I'd like to introduce you to an extraordinary life, that of the
pleasant- looking young woman in the portrait above.
On the one hand,
I could tell you that much of her life was quite commonplace, at least
for someone born in 1800 as she was, but in other respects, her time on
earth was so unusual that one would be hard-pressed to name an equal.
But first, in order to tell you who she is, it is of necessity that I tell you
about her family.
Her father, John Johnston, was born into a rather well-to-do
Scotch-Irish family in the north of Ireland in 1762. One of his
cousins was a Catholic bishop, another a member of Parliament who
eventually became Attorney General of Ireland.
John sought his fortune by other means. Clearly robust and
independent, he traveled in 1790 to Canada and the United States
then, by canoe to Mackinac Island in what is now Michigan to become a
fur trader.
There he met her mother, a young woman of the Ojibwa tribe whose name
was Ozhaguscodaywayquay, which means
“woman of the green prairie”
and whose father, Waubojeeg, was an extremely
notable chieftain of the Ojibwa in the area to the north of, and including
what we now call the Great Lakes. It would not be an exaggeration
to say that she was an Indian princess.
It is impossible to know what the resulting romance was like now, 220
years later, but we do know some rather juicy details. Take for
example, this tale of devotion: John Johnston met Waubojeeg early on and
found him to be very well-connected in the Indian and mixed-race or métis cultures of the northern woods. Waubojeeg was to prove a
very valuable business ally, and with his help Johnston was able to set
up a considerable trade network in the region.
It was quite common then for traders and trappers to marry Ojibwa
women. This was referred to, by the white men, as marrying in "the custom of the
country", which apparently didn't necessarily have the
same weight in their minds as marriage usually entails, and many
of these women, and their children, were simply abandoned as situations
changed and it became
convenient.
One of these women, in fact, was Waubojeeg's own sister, so when
Johnston asked Waubojeeg to marry his daughter, the chieftain told him
simply
to go back to Montreal (a journey of about 800 miles by canoe).

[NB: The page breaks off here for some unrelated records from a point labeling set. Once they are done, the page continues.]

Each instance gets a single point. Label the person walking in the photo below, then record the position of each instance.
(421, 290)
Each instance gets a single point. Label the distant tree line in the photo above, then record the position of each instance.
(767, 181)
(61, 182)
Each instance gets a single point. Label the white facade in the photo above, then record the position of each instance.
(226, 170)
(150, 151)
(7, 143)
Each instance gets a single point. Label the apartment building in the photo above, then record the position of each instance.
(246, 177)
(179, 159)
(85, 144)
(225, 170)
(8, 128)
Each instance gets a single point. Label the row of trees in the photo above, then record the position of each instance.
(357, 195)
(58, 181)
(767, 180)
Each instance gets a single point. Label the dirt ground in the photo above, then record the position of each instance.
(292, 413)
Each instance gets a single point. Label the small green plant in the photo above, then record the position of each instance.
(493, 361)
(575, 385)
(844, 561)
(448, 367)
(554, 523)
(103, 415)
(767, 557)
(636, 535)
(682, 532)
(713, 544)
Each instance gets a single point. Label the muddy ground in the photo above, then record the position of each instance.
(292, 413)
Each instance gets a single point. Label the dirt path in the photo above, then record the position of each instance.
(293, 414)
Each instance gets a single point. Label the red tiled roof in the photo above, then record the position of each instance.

Waubojeeg did, however, hold out some hope. He added that if
Johnston came back to Sault Ste. Marie, the following spring, then he would
permit the marriage.
To his surprise, Johnston did indeed return the following spring.
Whether John's enthusiasm came from wishing to seal himself to his
benefactor, Waubojeeg, or whether he was simply smitten by the Indian
maiden, it appears that no one bothered to first seek the acquiescence of
Ozhaguscodaywayquay, because she was repulsed by the idea of the marriage
her father had arranged for her, and after the marriage, she ran away to
live with her grandparents.
Her father, apparently of the mind that a
deal was a deal, found her and beat her with a stick and told her he
would cut her ears off if she did not return, then took her back to
Johnston.
Interestingly enough, what followed proved to be a fairly happy and
affectionate union. Johnston gave his new wife the English name of
Susan, and she eventually bore him eight children including our heroine
of the portrait, Bamewawagezhikaquay whose Ojibwa name means, Woman of
the Sound the Stars Make Rushing Through the Sky.
She was, of course, also given an English
name: Jane Johnston.
Jane Johnson's life may be a little difficult for us to imagine in 21st
century America, especially given what we have come to imagine about what
life in the north woods of 1800 could have been.
In those days, there were settlements of French and British Europeans,
mostly lured there by the lucrative fur business, then there were the
Indians, Ojibwa and other Chippewa for the most part, but most notable
there was also a considerable community of mixed Euro-Indian households
like the Johnstons
and their mixed-race, or métis, offspring.